Now let's define the optimizer object to generate the synthetic syllable by solving the optimization problem. First, create the optimizer object by specifying the optimization method, its parameters, and the syllable of interest.
brute_kwargs = {'method':'brute', 'Ns':11} # optimization method, Ns is the number of grid points
optimizer = bs.Optimizer(syllable, brute_kwargs) # optimizer object
Then, execute the solver to find the optimal time scalar constant and the optimal motor gesture parameters (labial tension and air sac pressure vairables)
optimal_gm = optimizer.OptimalGamma(syllable) # find optimal gamma (time scale constant)
optimizer.OptimalParams(syllable, Ns=11) # find optimal parameters coefficients
#syllable, synth_syllable = optimizer.SongByTimes(time_intervals) # find optimal parameters over several time intervals
Finally, define the synthetic syllable object with the optimal values found above.
synth_syllable = syllable.Solve(syllable.p)
Finally, visualize and write the optimal synthetic audio.
plotter.Plot(synth_syllable); # sound wave and spectrogram of the synthetic syllable
plotter.PlotVs(synth_syllable); # physical model variables over the time
plotter.PlotAlphaBeta(synth_syllable); # motor gesture curve in the parametric space
plotter.Syllables(syllable, synth_syllable); # synthetic and real syllables spectrograms and waveforms
plotter.Result(syllable, synth_syllable); # scoring variables and other spectral features
birdsong.WriteAudio(); synth_syllable.WriteAudio(); # write both audios at ./examples/results/Audios
Note
To generate a single synthetic syllable (or chunck) you must have defined a birdsong (or syllable) and the process is as follows:
- Define a path object.
- Define a birdsong object using the above path object, it requeries the audio file id. You can also enter the length of the window FFT and the umbral (threshold) for computing the FF, between others.

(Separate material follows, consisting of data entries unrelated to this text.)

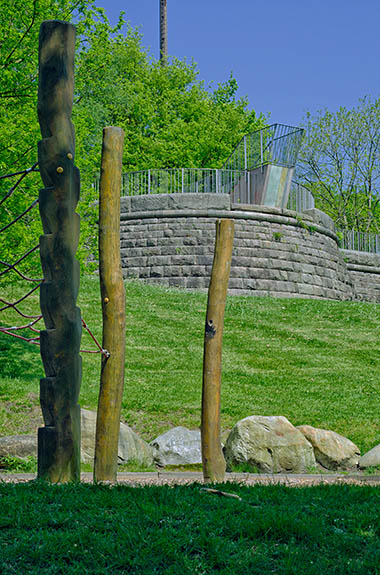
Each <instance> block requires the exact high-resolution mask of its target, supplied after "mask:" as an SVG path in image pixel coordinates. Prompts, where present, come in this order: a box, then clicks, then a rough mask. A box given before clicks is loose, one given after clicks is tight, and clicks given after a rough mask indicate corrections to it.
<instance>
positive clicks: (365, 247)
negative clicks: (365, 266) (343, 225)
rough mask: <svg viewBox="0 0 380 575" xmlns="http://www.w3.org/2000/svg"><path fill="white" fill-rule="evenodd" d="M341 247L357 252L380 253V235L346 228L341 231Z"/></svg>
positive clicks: (342, 247)
mask: <svg viewBox="0 0 380 575" xmlns="http://www.w3.org/2000/svg"><path fill="white" fill-rule="evenodd" d="M340 236H341V238H340V247H341V248H342V249H344V250H351V251H355V252H367V253H372V254H378V253H380V235H378V234H372V233H369V232H357V231H356V230H346V231H341V232H340Z"/></svg>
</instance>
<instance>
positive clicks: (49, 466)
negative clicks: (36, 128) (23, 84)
mask: <svg viewBox="0 0 380 575" xmlns="http://www.w3.org/2000/svg"><path fill="white" fill-rule="evenodd" d="M74 52H75V28H74V26H72V25H71V24H68V23H66V22H59V21H54V20H51V21H46V22H43V23H42V24H41V28H40V45H39V87H38V118H39V122H40V128H41V135H42V138H43V139H42V140H41V141H40V142H39V143H38V161H39V166H40V171H41V178H42V181H43V183H44V186H45V188H44V189H42V190H40V196H39V205H40V214H41V220H42V225H43V230H44V235H43V236H41V238H40V252H41V263H42V269H43V273H44V278H45V282H44V283H43V284H42V286H41V295H40V304H41V313H42V315H43V318H44V321H45V326H46V330H45V331H42V332H41V357H42V361H43V365H44V369H45V378H43V379H41V382H40V401H41V407H42V413H43V417H44V422H45V427H41V428H40V429H39V430H38V477H40V478H46V479H48V480H50V481H52V482H64V481H74V480H79V479H80V407H79V405H78V398H79V389H80V382H81V358H80V356H79V346H80V339H81V329H82V328H81V316H80V310H79V308H78V307H76V299H77V295H78V290H79V264H78V262H77V260H76V259H75V253H76V250H77V246H78V240H79V216H78V214H76V213H75V208H76V205H77V203H78V199H79V187H80V185H79V170H78V168H76V167H75V166H74V146H75V136H74V127H73V125H72V123H71V120H70V118H71V111H72V104H73V90H74Z"/></svg>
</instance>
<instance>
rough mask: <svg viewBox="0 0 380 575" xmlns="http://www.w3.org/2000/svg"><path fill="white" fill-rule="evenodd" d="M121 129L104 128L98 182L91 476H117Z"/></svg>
mask: <svg viewBox="0 0 380 575" xmlns="http://www.w3.org/2000/svg"><path fill="white" fill-rule="evenodd" d="M123 144H124V132H123V130H122V129H121V128H116V127H108V128H104V130H103V150H102V165H101V173H100V185H99V275H100V289H101V296H102V313H103V344H102V345H103V349H106V350H107V351H108V352H109V353H110V356H109V357H106V356H105V355H103V356H102V367H101V376H100V394H99V403H98V415H97V421H96V440H95V461H94V479H95V480H96V481H116V476H117V451H118V440H119V430H120V411H121V402H122V398H123V390H124V359H125V291H124V283H123V274H122V271H121V257H120V189H121V179H122V160H123Z"/></svg>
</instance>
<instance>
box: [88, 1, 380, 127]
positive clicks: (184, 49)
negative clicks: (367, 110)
mask: <svg viewBox="0 0 380 575" xmlns="http://www.w3.org/2000/svg"><path fill="white" fill-rule="evenodd" d="M97 4H98V5H99V6H103V7H104V8H105V10H106V13H107V15H108V17H109V19H110V20H111V22H115V21H116V19H117V16H118V14H119V12H120V11H121V10H124V11H125V13H126V19H127V20H128V21H129V22H130V23H131V25H132V26H133V27H136V26H139V28H140V32H141V33H142V34H143V45H144V46H145V47H150V50H151V53H152V54H153V55H154V56H156V57H158V53H159V0H123V1H121V0H97ZM167 5H168V53H169V55H173V56H176V57H177V58H180V59H183V58H186V59H187V60H188V61H189V62H190V61H191V60H192V59H193V60H194V61H195V62H196V63H197V65H198V70H199V73H200V78H201V79H203V80H205V82H206V83H207V84H209V83H211V82H213V85H214V86H215V87H216V85H217V83H218V82H223V81H225V80H227V79H228V78H229V75H230V72H231V71H232V72H233V74H234V76H235V78H236V80H237V82H238V85H239V95H241V96H246V97H247V98H248V100H249V103H250V107H252V108H253V109H255V110H256V112H263V113H268V112H270V114H271V115H270V120H271V122H280V123H284V124H294V125H297V124H299V123H300V122H301V121H302V118H303V117H304V114H305V112H306V111H307V110H309V111H310V112H312V113H315V112H316V111H317V110H319V109H323V108H326V107H327V108H328V109H330V110H332V111H334V110H336V109H337V108H338V107H339V106H346V107H348V108H351V107H353V106H355V105H356V104H357V102H358V99H359V98H361V97H363V96H365V95H371V96H372V97H378V96H379V95H380V85H379V80H380V58H379V56H380V0H264V1H263V0H261V1H258V0H230V1H228V0H167Z"/></svg>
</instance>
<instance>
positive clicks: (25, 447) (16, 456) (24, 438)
mask: <svg viewBox="0 0 380 575" xmlns="http://www.w3.org/2000/svg"><path fill="white" fill-rule="evenodd" d="M7 455H8V456H11V457H20V458H23V457H30V456H34V457H37V433H35V434H34V435H9V436H8V437H0V457H6V456H7Z"/></svg>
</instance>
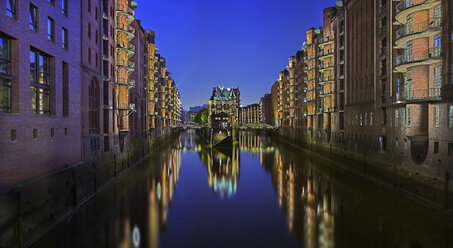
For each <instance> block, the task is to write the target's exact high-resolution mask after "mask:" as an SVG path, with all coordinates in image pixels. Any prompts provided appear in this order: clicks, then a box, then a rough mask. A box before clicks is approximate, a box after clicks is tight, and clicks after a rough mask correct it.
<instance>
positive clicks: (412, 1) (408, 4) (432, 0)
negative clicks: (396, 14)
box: [396, 0, 440, 14]
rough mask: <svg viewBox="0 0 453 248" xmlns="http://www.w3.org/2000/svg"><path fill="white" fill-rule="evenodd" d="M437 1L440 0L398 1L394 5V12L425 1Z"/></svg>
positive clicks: (400, 10) (411, 7) (415, 0)
mask: <svg viewBox="0 0 453 248" xmlns="http://www.w3.org/2000/svg"><path fill="white" fill-rule="evenodd" d="M437 1H440V0H403V1H402V2H401V3H399V4H398V5H397V6H396V13H397V14H398V13H400V12H401V11H403V10H406V9H409V8H412V7H415V6H418V5H422V4H424V3H427V2H437Z"/></svg>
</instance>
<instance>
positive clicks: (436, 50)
mask: <svg viewBox="0 0 453 248" xmlns="http://www.w3.org/2000/svg"><path fill="white" fill-rule="evenodd" d="M440 56H441V48H440V47H436V48H430V49H427V50H423V51H418V52H412V53H410V52H408V51H404V53H403V54H402V55H400V56H398V57H396V61H395V65H396V66H399V65H403V64H408V63H414V62H419V61H424V60H427V59H430V58H440Z"/></svg>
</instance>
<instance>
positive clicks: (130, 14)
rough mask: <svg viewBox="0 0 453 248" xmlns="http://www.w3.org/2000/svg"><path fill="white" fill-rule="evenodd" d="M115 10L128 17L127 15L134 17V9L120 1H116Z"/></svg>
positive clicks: (134, 12)
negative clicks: (115, 7)
mask: <svg viewBox="0 0 453 248" xmlns="http://www.w3.org/2000/svg"><path fill="white" fill-rule="evenodd" d="M116 11H117V12H119V13H121V14H123V15H126V16H128V17H129V16H130V17H132V20H133V19H134V15H135V11H134V9H133V8H131V7H129V6H126V5H123V4H122V3H121V2H118V3H117V4H116Z"/></svg>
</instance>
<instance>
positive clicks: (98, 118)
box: [88, 80, 99, 134]
mask: <svg viewBox="0 0 453 248" xmlns="http://www.w3.org/2000/svg"><path fill="white" fill-rule="evenodd" d="M88 104H89V118H88V119H89V130H90V134H98V133H99V87H98V84H97V82H95V81H94V80H92V81H91V85H90V87H89V103H88Z"/></svg>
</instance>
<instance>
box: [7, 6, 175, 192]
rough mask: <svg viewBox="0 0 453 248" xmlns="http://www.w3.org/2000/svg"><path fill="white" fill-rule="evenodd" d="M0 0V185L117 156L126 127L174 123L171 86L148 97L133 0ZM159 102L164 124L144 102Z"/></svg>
mask: <svg viewBox="0 0 453 248" xmlns="http://www.w3.org/2000/svg"><path fill="white" fill-rule="evenodd" d="M0 5H1V6H2V10H5V12H2V15H1V16H0V49H1V53H0V59H1V62H2V64H1V66H0V121H1V123H2V124H3V125H2V126H1V130H0V131H1V132H0V133H1V134H2V135H3V137H4V138H3V139H1V141H0V145H1V147H2V151H1V156H0V164H1V165H2V166H0V179H1V180H0V185H3V184H5V185H11V184H15V183H18V182H21V181H23V180H26V179H30V178H33V177H36V176H39V175H42V174H45V173H48V172H51V171H54V170H57V169H61V168H64V167H68V165H77V164H81V162H82V161H84V162H93V161H97V162H100V161H108V160H111V159H114V157H115V156H116V158H119V157H120V156H121V153H122V152H123V147H124V146H121V144H125V143H128V142H129V143H132V142H135V141H134V140H132V139H129V140H128V139H125V137H126V136H130V135H128V134H129V133H130V131H133V132H142V133H144V132H145V131H150V130H152V129H154V128H161V127H163V126H162V125H161V124H162V123H165V124H167V125H166V126H170V125H178V124H179V123H180V115H181V101H180V96H179V92H178V89H177V88H176V85H175V83H174V82H173V81H172V82H171V83H170V86H167V87H166V90H167V88H168V90H167V91H168V93H167V94H168V95H165V96H164V98H159V99H157V98H156V93H157V92H158V91H157V88H156V87H155V84H156V83H158V82H159V81H158V80H157V81H156V78H155V77H154V76H155V64H156V63H157V62H156V55H155V52H156V49H155V44H154V43H155V42H154V35H155V34H154V32H152V31H149V30H148V31H146V30H144V29H143V28H142V26H141V23H140V21H138V20H135V17H134V14H135V11H134V9H135V8H137V3H136V2H135V1H130V0H102V1H47V0H36V1H33V2H31V1H17V0H16V1H13V0H11V1H10V0H8V1H5V0H0ZM19 14H20V15H19ZM18 58H22V59H21V60H19V59H18ZM23 58H27V59H26V60H24V59H23ZM25 75H30V76H27V77H25ZM164 75H165V72H164ZM30 91H31V93H30ZM150 92H154V94H151V93H150ZM162 101H168V103H169V106H170V107H172V108H171V109H170V110H169V115H168V117H167V118H169V119H167V122H159V119H158V118H156V116H155V115H156V112H157V113H160V112H159V107H160V106H159V107H156V106H151V105H152V104H150V103H151V102H153V103H154V104H155V105H156V103H157V105H158V104H161V102H162ZM156 109H157V110H156ZM18 123H21V125H20V126H18V125H17V124H18ZM120 134H121V135H120ZM142 137H143V136H142ZM124 140H126V142H123V141H124ZM1 142H5V143H1ZM126 147H127V146H126ZM61 150H64V151H65V152H64V153H61ZM19 157H20V159H19ZM3 165H5V166H3ZM30 165H33V167H32V168H31V167H30ZM29 168H30V169H29Z"/></svg>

- Select or define the time intervals of interest.
- Define an optimization object with a dictionary of the method name and its parameters.
- Find the optimal gammas for all the time intervals, or a single, and average them.
- Find and export the optimal labia parameters for each syllable, the motor gesture curve.
- Generate synthetic birdsong from the previous control parameters found.
- Visualize and save all the syrinx, scoring, and result variables.
- Save both synthetic and real syllable audios.
The repository has some audio examples, in the ./examples/audios folder. You can download and store your own audios in the same folder or enter the audio folder path to the Paths object.
The audios can be in WAV of MP3 format. If you prefer WAV format, we suggest use Audacity to convert the audios without any issue.
The model is tested and evaluated with different syllables of the birdsong of the Rufous Collared Sparrow. Results are located at examples/examples, images and audios. For more information visit the project website birdsongs or access the results page.
Simple syllable of a birdsong of the Rufous Collared Sparrow
Simple syllable of a birdsong of the Ocellated Tapaculo - Acropternis
The PDF document of the bachelor thesis, Design, development, and evaluation of a computational physical model to generate synthetic birdsongs from recorded samples, is stored in the dissertation
brach of this repository.
Some of the applications of this model are:
- Data Augmentation: use the model to create numerous synthetic syllables, it can be done by creating a syntetic birdsong and then varying its motor gestures parameters to get similar birdsongs.
- Birdsongs Descriptions: characterize and compare birdsongs using the motor gestures parameters.